Closed cstroe closed 9 years ago
Something strange is going on. Looking at this:
Reading 28.7 MiB ... done in 142.3 s
Reading 28.5 MiB ... done in 411.0 ms
That's in the same revision.
Another egregious example:
Reading 59.2 MiB ... done in 2472 s
This seems to be the major cause of slowdowns in reading streams from STDIN.
It looks like we are spending a ton of time in ExpandBuff:
Perhaps I'm using readChar() in a way that it's not meant to be used. It looks like it's not made to read many characters at one time, because ExpandBuff keeps incrementing the buffer 2048 each time. If reading a large file, megabytes long, the buffer will be expanded many times, and each expansion is costly.
It seems that someone else has seen this problem with JavaCC's SimpleCharStream:
http://markmail.org/message/zko7diftsjdxvoqd
Subject: Re: [JavaCC] Performance issue when consuming large token in JavaCC permalink
From: Sreenivas Viswanadha (sre...@viswanadha.net)
Date: Feb 17, 2006 8:10:55 am
List: net.java.dev.javacc.users
One otion is to increase the memory setting to the VM using -Xmx256m or
something.
If this is a delimited token - like comments in java and if you don't
need the actual image, then you can use lexical states and skip the
token text completely and simply return the token kind when you see the
end marker.
Yet another option would be to rewrite the generate SimpleCharStream
class to may be use RandomAccessFile instead of the circular buffer that
it uses.
> Hi, I hope this is the correct place to post this message.
>
> I am writing a parser to parse large files using Javacc. Some of the
> tokens can be as big as 3M. I found that once the token size becomes
> close to 1M, the parser becomes extremely slow to consume that token.

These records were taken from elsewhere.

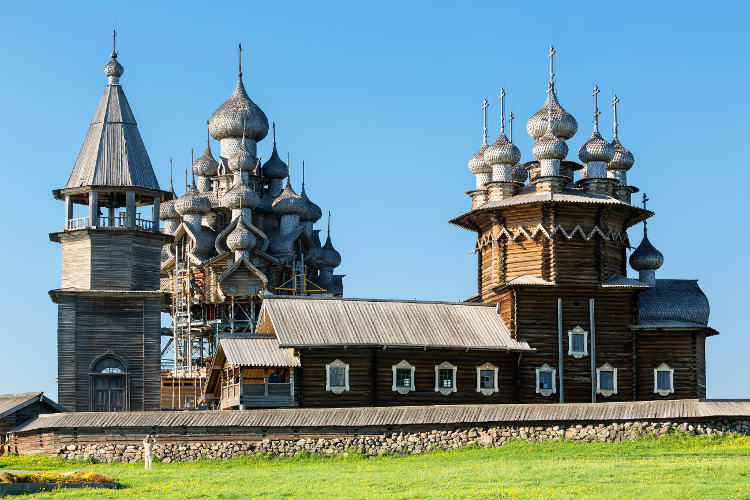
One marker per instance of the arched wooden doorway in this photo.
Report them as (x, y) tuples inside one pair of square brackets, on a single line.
[(109, 384)]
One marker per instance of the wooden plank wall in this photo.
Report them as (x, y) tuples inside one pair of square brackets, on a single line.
[(371, 377)]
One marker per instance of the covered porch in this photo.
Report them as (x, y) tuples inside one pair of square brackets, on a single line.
[(251, 371)]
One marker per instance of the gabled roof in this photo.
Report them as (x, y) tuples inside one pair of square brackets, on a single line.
[(333, 322), (11, 403), (113, 153)]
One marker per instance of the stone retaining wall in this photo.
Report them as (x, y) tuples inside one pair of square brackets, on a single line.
[(411, 442)]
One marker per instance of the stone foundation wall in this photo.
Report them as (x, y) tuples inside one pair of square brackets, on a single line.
[(409, 442)]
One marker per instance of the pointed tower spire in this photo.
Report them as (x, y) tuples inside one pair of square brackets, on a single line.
[(596, 108), (484, 109), (502, 110)]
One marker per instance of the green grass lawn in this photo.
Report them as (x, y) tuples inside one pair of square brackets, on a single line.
[(674, 466)]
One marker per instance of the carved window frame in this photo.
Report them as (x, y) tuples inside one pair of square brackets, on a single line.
[(486, 390), (546, 368), (578, 331), (445, 365), (404, 365), (337, 389), (662, 391), (606, 367)]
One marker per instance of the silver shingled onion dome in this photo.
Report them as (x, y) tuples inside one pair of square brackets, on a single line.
[(646, 256), (206, 165), (502, 152), (622, 159), (477, 163), (238, 115), (596, 149), (563, 123), (241, 238), (241, 160), (289, 202), (192, 202), (240, 196)]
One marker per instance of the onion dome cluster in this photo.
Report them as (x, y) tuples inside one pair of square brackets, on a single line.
[(313, 213), (596, 149), (192, 202), (563, 123), (502, 152), (241, 160), (206, 165), (240, 196), (477, 163), (622, 158), (241, 238), (289, 203), (238, 115), (646, 257)]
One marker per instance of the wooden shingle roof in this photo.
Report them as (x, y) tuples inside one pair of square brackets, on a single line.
[(330, 321)]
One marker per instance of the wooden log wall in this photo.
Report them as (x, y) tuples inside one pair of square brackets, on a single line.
[(683, 351), (371, 376)]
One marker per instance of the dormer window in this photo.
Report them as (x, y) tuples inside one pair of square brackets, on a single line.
[(578, 342), (445, 378), (606, 380), (337, 377), (403, 377), (545, 380), (664, 380)]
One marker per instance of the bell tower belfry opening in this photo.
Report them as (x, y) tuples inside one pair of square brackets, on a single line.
[(109, 300)]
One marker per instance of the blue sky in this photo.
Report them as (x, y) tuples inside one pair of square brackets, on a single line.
[(383, 102)]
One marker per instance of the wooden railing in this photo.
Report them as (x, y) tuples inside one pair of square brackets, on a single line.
[(118, 221)]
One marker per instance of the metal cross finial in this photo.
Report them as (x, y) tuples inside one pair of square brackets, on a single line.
[(551, 58), (484, 109), (615, 100), (239, 52), (502, 110), (596, 108)]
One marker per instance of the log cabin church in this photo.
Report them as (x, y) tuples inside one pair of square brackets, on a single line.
[(258, 317)]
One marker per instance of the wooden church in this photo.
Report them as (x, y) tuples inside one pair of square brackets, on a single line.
[(258, 317)]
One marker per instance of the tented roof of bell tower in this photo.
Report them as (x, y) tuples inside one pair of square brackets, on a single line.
[(113, 153)]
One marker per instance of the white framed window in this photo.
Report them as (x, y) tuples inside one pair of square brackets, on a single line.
[(487, 379), (545, 380), (606, 380), (445, 378), (337, 377), (578, 345), (663, 380), (403, 377)]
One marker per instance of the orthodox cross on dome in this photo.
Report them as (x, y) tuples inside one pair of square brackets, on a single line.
[(239, 55), (615, 100), (484, 109), (551, 58), (596, 108), (502, 110)]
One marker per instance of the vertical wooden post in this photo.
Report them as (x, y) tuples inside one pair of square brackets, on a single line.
[(593, 350), (155, 216), (93, 209), (130, 209), (68, 210), (559, 350)]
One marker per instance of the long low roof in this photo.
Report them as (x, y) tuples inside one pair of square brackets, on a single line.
[(257, 351), (379, 417), (321, 322)]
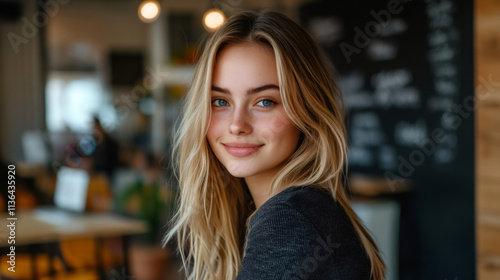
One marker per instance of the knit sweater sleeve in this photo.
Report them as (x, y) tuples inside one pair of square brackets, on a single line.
[(302, 233), (283, 244)]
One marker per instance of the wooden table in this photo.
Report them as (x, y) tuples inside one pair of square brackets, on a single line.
[(43, 226)]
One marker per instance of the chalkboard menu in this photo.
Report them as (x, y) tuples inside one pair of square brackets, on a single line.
[(406, 71)]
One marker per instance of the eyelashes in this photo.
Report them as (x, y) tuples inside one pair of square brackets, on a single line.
[(263, 103)]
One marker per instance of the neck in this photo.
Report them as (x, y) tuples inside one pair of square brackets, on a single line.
[(259, 189)]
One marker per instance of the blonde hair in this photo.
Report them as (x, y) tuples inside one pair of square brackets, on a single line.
[(213, 207)]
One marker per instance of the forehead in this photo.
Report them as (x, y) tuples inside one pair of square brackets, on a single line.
[(245, 64)]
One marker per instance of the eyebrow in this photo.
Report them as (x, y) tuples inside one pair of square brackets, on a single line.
[(250, 91)]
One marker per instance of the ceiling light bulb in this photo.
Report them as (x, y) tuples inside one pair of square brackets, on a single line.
[(149, 11), (213, 19)]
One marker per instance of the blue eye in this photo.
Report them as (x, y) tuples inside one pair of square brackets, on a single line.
[(266, 103), (219, 102)]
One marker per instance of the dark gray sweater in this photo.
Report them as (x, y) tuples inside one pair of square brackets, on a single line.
[(303, 233)]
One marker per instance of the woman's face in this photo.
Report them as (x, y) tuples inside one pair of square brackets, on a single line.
[(249, 132)]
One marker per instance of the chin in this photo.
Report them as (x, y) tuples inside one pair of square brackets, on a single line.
[(238, 171)]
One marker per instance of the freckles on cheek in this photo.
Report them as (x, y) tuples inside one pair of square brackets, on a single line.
[(273, 128)]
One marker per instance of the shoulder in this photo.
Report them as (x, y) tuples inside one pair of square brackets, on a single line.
[(317, 206), (300, 228)]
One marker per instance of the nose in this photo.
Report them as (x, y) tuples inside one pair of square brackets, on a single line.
[(240, 122)]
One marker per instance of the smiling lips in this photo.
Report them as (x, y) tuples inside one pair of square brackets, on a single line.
[(241, 149)]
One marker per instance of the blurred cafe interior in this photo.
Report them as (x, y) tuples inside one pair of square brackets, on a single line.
[(90, 91)]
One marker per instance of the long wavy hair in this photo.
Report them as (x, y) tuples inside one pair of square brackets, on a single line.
[(210, 224)]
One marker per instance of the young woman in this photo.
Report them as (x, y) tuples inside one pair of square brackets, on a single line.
[(260, 153)]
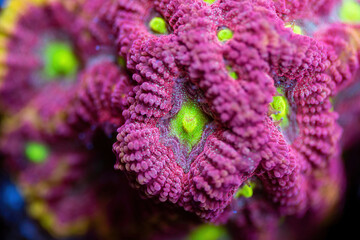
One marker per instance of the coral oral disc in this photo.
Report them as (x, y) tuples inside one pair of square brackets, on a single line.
[(158, 25), (189, 123)]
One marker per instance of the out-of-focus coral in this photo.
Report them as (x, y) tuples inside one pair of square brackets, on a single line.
[(43, 43)]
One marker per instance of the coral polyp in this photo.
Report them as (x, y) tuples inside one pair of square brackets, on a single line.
[(59, 60), (188, 124), (125, 114)]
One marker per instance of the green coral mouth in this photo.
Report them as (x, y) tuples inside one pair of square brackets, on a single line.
[(189, 123)]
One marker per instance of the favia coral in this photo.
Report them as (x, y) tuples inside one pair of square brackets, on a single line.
[(222, 112), (230, 77)]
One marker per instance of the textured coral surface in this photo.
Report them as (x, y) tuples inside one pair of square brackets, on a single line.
[(217, 112)]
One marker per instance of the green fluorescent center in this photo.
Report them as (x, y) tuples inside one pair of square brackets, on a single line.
[(59, 60), (245, 191), (225, 34), (208, 232), (36, 152), (189, 123), (158, 25), (281, 106), (350, 11)]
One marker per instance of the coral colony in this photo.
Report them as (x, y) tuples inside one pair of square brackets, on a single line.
[(178, 119)]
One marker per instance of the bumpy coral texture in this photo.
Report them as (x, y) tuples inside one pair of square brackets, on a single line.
[(101, 98), (293, 10), (245, 141), (229, 83)]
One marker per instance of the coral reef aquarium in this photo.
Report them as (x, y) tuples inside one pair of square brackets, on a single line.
[(179, 119)]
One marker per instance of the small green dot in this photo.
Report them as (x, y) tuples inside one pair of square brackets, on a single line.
[(209, 1), (158, 25), (245, 191), (59, 60), (208, 232), (188, 124), (350, 11), (281, 106), (231, 73), (225, 34), (36, 152)]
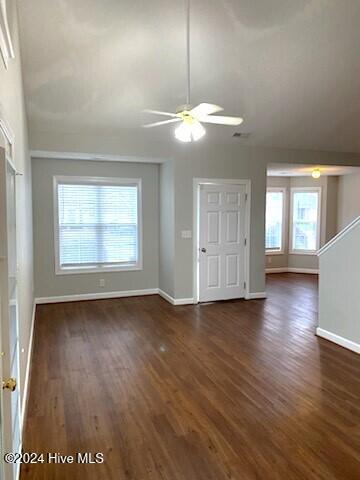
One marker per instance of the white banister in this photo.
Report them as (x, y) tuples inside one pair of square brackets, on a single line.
[(339, 236)]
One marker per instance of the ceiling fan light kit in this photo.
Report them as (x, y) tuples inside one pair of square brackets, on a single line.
[(191, 128)]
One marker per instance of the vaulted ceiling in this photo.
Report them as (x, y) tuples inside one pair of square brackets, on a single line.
[(291, 68)]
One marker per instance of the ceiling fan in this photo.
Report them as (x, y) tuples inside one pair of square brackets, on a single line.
[(191, 128)]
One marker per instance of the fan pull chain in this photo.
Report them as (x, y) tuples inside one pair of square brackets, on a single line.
[(188, 50)]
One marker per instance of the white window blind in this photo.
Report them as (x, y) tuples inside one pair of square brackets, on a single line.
[(98, 225), (305, 218), (274, 220)]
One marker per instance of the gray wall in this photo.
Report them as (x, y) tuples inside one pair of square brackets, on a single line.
[(203, 159), (348, 199), (47, 283), (12, 109)]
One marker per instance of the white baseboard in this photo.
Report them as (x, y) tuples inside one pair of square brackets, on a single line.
[(312, 271), (255, 295), (344, 342), (175, 301), (277, 270), (25, 395), (96, 296)]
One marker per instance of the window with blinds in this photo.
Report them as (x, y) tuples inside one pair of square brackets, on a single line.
[(305, 220), (98, 224), (274, 225)]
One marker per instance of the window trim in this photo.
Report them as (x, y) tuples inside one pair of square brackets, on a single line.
[(269, 251), (293, 190), (78, 180)]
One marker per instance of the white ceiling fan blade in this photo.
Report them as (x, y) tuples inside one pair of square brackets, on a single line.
[(205, 109), (164, 122), (222, 120), (157, 112)]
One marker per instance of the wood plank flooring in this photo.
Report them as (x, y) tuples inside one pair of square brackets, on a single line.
[(234, 390)]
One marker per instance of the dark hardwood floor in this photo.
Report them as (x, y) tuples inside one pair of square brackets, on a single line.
[(234, 390)]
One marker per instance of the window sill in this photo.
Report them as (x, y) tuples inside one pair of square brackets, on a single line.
[(82, 270), (303, 252)]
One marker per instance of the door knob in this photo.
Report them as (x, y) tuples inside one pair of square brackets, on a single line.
[(10, 384)]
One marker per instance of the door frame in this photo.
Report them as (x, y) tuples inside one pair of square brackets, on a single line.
[(197, 182)]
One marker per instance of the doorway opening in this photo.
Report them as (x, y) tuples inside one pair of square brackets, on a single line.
[(221, 239)]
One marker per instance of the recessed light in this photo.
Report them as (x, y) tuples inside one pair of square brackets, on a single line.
[(241, 134), (316, 173)]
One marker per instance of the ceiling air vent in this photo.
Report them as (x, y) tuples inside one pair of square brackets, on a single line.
[(241, 135)]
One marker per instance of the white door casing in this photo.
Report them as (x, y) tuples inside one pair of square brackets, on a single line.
[(222, 239), (9, 346)]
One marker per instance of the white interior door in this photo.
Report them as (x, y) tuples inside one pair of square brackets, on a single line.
[(222, 242), (9, 359)]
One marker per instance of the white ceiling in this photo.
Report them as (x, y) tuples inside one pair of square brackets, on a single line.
[(291, 68), (292, 170)]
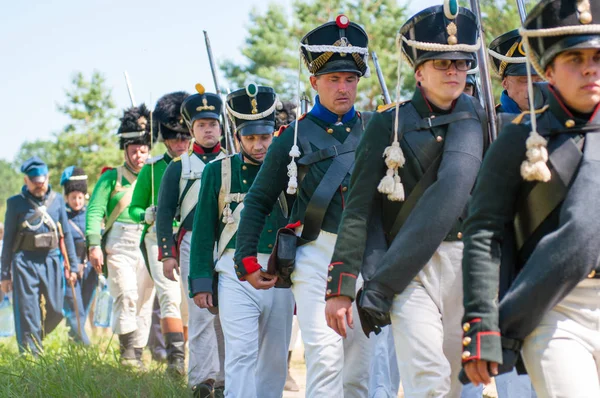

> Could anybody tell me how I should tune the parser for large tokens? Thanks!
>
> David
Seems these guys also have this problem: https://jira.blazegraph.com/browse/BLZG-478
They also mention that Lucene impemented a FastCharStream.
Changed svndump.jj
to use Lucence's FastCharStream in 656cfbf4f425390b3e87bc15a975b5b59d6a95db. The throughput difference is tremendous, orders of magnitude faster than before.
Reading large files that are part of an SvnNode takes a disproportionately long time. We currently read the file content of an SvnNode with the readByteArray() method. This is slow for some reason, and I don't know why.
Need to fix this, so that we don't take a very long time reading streams.